A l’extérieur de la salle d’arrivée de l’aéroport international de Douala, un bagagiste nous informe qu’il attend impatiemment trois Chinois dont l’avion vient d’atterrir. Il ne peut avancer plus loin. Il est surveillé à la loupe par des policiers qui vont et viennent. Le porteur explique que depuis quelque temps, l’accès à l’aéroport n’est pas du tout facile. La sécurité y est de mise. « Il y a des matins où les policiers nous dérangent vraiment. Quand on prend les bagages d’un passager pour aller les déposer, ils nous interdisent d’entrer dans le hall ou d’aller plus loin. Lorsque l’avion atterrit, ils nous empêchent d’aller ‘’tacler’’ le passager. C’est comme si on ne travaillait pas pour l’aéroport. Pourtant, nous avons des tenues », déplore un autre bagagiste.

A en croire Youssoufa, l’autorité aéronautique a interrompu l’activité de portage dans les aéroports du Cameroun depuis 2006. « Adc nous a envoyé des notes à maintes reprises pour nous faire savoir que nous n’avons pas accès dans les zones réservées. Pourtant, par le passé, les bagagistes avaient accès à la zone ‘’Salle départ’’, ‘’Salle d’arrivée’’. Ils pouvaient aller au niveau du salon d’honneur pour s’occuper des bagages des diplomates, et même jusqu’à l’aérogare. Nous venons juste occuper le terrain », avoue-t-il. La Sts estime que depuis 2006 jusqu’à nos jours, elle ne jouit pas parfaitement de ses droits tel que le dit la convention Adc-Sts. Voici ce que dit la convention : « le port de bagages dans les aéroports du Cameroun émane exclusivement de la société agréée par les Adc avec une convention d’occupation de port de bagages sur la plateforme ».
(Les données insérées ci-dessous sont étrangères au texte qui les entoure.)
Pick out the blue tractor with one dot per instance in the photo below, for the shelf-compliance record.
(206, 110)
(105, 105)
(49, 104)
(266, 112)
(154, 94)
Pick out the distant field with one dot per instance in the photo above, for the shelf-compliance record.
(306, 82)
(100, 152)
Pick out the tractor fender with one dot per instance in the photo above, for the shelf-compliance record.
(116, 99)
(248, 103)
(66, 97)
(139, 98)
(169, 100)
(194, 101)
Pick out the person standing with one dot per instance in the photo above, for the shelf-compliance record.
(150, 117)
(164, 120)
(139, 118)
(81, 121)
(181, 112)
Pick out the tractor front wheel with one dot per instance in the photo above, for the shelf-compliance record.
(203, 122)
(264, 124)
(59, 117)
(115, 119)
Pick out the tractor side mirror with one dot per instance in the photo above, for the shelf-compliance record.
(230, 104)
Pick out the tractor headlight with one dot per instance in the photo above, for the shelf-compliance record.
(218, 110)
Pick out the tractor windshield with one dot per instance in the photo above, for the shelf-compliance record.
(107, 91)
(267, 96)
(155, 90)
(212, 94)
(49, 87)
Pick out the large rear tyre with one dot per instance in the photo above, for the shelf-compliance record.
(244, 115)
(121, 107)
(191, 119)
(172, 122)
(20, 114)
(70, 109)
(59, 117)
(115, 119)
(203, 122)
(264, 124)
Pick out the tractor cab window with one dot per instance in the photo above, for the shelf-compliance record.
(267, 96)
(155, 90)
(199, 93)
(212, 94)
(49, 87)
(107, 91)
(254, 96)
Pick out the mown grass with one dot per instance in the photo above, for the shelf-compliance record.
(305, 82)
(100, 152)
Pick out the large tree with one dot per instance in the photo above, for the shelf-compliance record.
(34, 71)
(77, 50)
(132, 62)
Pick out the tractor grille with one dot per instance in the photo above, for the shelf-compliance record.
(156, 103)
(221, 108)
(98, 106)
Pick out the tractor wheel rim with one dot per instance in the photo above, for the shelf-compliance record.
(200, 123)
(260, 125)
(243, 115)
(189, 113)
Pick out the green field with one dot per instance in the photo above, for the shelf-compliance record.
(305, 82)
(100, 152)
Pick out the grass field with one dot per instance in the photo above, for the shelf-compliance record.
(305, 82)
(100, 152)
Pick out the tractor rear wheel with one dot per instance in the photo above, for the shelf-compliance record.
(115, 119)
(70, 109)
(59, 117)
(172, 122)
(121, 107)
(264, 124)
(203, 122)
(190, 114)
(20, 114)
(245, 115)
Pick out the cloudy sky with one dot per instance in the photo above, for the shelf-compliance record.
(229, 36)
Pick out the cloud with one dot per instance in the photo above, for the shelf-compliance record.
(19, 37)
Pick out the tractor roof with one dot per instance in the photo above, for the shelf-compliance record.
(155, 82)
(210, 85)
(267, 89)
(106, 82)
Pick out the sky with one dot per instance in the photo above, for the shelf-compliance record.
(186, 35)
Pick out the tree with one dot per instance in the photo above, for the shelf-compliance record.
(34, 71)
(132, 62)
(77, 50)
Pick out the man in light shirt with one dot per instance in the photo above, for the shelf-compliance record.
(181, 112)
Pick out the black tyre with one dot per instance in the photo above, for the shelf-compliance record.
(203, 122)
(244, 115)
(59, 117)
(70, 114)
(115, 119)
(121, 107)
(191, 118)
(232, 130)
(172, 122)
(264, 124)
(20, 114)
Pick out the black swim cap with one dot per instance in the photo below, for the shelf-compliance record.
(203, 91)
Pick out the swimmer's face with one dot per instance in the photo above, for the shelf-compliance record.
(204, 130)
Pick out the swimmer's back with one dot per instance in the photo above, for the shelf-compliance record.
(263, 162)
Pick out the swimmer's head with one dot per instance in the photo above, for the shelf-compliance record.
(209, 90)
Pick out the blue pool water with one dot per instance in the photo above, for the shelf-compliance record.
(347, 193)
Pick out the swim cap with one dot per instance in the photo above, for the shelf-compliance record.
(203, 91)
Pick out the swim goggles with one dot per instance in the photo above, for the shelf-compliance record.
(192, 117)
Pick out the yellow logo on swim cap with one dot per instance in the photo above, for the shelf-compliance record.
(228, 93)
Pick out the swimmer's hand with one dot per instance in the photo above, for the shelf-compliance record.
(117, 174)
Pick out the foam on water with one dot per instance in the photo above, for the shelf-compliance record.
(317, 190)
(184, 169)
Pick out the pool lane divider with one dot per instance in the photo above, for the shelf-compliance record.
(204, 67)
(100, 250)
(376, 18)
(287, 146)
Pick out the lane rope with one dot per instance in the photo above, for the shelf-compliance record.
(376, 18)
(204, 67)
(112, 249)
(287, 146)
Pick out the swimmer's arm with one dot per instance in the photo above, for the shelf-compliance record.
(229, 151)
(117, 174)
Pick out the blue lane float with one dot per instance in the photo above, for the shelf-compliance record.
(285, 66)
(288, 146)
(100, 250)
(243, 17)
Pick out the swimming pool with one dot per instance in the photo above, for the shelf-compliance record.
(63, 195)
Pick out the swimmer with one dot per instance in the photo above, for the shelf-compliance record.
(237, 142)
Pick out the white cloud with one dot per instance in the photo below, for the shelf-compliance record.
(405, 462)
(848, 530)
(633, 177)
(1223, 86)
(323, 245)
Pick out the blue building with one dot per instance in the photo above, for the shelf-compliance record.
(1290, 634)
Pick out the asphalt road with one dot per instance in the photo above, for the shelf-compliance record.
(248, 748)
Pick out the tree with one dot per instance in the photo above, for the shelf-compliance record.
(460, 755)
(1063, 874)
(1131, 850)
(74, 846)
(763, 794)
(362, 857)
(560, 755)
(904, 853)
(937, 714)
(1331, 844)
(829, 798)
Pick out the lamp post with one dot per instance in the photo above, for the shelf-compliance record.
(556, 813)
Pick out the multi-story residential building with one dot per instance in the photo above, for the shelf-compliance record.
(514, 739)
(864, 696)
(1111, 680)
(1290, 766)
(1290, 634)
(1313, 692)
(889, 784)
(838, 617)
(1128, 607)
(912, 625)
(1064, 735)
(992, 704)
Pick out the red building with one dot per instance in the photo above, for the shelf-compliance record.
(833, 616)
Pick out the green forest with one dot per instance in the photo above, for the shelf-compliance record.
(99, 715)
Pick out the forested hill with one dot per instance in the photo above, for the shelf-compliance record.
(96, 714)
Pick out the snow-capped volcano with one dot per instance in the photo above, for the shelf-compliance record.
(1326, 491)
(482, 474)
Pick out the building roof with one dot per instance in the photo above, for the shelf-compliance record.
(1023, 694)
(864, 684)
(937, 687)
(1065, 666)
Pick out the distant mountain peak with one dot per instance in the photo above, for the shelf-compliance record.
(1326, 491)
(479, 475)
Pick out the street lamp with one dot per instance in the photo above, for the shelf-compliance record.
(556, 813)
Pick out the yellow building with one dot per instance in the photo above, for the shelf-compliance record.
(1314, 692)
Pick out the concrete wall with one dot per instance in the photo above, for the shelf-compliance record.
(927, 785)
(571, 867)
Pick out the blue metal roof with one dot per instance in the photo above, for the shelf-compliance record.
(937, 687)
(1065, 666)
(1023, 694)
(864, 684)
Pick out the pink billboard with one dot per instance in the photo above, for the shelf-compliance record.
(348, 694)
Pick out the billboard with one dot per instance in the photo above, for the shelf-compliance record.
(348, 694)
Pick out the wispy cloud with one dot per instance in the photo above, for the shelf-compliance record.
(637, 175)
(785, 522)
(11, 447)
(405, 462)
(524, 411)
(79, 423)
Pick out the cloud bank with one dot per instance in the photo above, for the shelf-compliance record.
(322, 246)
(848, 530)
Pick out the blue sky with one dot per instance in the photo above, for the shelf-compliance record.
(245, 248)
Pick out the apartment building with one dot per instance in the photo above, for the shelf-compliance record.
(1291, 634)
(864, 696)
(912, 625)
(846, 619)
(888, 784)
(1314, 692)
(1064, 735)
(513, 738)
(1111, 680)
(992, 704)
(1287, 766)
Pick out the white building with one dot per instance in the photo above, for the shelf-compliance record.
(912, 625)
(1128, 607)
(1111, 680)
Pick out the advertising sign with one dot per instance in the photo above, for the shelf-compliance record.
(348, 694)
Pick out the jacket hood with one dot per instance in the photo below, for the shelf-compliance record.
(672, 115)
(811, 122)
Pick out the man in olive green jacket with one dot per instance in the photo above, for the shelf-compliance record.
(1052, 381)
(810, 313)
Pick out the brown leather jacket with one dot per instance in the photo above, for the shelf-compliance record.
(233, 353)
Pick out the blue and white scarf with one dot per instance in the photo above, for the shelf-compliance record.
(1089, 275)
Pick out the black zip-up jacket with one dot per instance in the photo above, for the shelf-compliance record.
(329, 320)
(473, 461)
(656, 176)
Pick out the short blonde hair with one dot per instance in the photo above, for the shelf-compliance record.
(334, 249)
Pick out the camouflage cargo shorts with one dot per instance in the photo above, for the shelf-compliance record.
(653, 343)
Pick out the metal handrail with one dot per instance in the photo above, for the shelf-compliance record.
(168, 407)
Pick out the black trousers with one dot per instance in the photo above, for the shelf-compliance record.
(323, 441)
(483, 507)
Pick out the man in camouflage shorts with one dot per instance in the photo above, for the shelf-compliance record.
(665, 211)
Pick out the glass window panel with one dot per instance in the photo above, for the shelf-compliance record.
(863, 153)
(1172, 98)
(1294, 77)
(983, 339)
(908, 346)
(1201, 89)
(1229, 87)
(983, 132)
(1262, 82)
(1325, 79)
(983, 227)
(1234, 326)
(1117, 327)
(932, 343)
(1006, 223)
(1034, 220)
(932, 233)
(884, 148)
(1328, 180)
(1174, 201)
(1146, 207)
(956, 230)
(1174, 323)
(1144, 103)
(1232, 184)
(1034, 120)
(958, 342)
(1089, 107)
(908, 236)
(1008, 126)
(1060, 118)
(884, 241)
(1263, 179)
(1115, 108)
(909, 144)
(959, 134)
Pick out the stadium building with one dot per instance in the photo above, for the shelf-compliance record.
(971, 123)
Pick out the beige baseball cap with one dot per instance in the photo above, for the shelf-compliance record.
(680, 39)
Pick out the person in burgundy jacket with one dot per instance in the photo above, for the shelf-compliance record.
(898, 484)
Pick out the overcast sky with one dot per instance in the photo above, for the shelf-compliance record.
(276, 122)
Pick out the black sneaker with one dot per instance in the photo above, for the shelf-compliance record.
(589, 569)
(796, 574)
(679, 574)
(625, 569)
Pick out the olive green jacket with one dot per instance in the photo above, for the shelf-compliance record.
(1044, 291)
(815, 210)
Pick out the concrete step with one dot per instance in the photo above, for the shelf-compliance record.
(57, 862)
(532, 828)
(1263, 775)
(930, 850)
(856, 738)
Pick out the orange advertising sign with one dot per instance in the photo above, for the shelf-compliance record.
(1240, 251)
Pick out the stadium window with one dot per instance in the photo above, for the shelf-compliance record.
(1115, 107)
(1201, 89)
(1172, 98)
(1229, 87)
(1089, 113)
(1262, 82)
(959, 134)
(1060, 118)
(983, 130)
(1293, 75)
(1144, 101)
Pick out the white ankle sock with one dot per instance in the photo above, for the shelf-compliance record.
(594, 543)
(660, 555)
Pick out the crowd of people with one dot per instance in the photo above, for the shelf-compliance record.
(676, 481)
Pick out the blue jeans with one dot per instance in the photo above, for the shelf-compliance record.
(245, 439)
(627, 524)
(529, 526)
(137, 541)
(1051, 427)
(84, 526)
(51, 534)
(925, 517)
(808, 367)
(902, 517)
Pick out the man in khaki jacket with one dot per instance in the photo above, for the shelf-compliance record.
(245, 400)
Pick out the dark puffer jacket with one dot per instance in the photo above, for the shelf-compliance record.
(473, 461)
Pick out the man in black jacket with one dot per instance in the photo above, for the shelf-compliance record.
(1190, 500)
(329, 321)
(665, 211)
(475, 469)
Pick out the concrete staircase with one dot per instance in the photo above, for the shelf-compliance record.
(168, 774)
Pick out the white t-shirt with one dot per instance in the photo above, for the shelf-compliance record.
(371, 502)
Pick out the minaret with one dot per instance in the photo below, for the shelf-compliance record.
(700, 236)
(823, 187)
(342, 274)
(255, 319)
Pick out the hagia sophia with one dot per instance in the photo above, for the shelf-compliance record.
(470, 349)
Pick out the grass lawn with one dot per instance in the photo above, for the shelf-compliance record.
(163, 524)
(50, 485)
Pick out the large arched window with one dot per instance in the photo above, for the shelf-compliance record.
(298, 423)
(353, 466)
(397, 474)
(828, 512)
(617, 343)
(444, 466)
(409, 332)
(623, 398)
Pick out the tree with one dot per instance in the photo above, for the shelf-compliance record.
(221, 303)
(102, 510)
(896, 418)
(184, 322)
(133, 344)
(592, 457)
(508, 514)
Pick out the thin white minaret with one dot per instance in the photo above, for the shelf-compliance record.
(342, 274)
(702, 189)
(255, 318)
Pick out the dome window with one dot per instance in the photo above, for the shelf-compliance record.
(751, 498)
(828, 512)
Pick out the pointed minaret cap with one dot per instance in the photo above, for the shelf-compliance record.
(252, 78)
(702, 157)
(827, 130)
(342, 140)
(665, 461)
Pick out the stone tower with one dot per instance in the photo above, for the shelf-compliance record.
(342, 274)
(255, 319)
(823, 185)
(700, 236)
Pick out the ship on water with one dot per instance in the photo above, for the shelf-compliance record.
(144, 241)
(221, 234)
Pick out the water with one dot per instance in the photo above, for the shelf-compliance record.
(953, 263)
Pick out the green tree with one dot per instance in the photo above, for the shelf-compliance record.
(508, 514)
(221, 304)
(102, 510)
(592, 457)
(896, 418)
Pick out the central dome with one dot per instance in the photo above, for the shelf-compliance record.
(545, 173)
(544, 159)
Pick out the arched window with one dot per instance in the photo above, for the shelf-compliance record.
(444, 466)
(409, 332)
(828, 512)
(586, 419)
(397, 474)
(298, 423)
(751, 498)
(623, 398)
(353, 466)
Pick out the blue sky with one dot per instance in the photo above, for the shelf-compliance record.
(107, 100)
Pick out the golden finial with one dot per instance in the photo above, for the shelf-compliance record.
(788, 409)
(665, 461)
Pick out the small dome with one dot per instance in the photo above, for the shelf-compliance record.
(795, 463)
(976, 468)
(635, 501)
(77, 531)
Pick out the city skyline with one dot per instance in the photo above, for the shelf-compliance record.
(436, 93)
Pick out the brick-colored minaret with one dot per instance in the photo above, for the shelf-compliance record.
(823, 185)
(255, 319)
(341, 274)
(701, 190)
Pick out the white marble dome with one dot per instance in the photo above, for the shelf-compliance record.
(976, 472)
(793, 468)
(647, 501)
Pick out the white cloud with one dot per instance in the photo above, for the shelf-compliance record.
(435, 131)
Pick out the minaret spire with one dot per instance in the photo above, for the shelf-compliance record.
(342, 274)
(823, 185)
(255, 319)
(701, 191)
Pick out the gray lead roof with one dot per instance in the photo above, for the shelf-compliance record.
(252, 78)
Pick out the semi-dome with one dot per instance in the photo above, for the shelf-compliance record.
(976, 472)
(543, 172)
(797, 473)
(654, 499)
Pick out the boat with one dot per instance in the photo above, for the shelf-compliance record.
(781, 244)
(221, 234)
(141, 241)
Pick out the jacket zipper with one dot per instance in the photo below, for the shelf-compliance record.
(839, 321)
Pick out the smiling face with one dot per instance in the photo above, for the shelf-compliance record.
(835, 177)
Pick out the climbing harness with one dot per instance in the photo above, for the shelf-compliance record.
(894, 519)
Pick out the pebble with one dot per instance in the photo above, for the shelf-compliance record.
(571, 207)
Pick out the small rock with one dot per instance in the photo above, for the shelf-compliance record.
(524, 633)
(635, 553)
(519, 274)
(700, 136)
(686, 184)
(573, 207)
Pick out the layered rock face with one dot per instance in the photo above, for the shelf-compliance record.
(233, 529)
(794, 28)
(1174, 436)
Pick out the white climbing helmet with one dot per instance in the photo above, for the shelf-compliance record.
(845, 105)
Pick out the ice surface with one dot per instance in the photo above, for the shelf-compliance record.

A l’aéroport international de Nsimalen, le problème est d’un autre ordre. Il vient de la part de certains clients qui refusent de payer après le service rendu, apprend-on. Pourtant, il est inscrit sur la blouse des bagagistes la somme à payer pour chaque bagage transporté. Ce montant est de 300 F. Cfa. « Après avoir passé des heures avec un client, celui-ci vous dit tout simplement merci et s’en va», regrette Arthur. D’autres clients n’ont même pas cette politesse. Ils tiennent plutôt des propos injurieux à l’endroit des bagagistes qui réclament leur argent. Ils estiment que les chariots appartiennent à l’aéroport. Conséquence, il n’est pas question de payer le moindre sou. Pourtant, ces porteurs sont des employés de la Société des travaux et services (Sts) à qui ils fournissent un dossier avant tout recrutement.

Le dossier en question est constitué d’: une demande manuscrite, quatre photos 4X4, un certificat médical qui atteste que le postulant jouit de toutes ses facultés physiques et mentales. Un bulletin n°3 du casier judiciaire, une copie d’acte de naissance et une photocopie de la carte nationale d’identité. Après avoir fourni tous ces documents, le postulant reçoit un avis favorable de la part de la Sts pour aller réaliser une enquête de moralité à la gendarmerie ou au commissariat de police de l’aéroport. Et ce n’est qu’après toutes ces démarches qu’il est considéré comme bagagiste.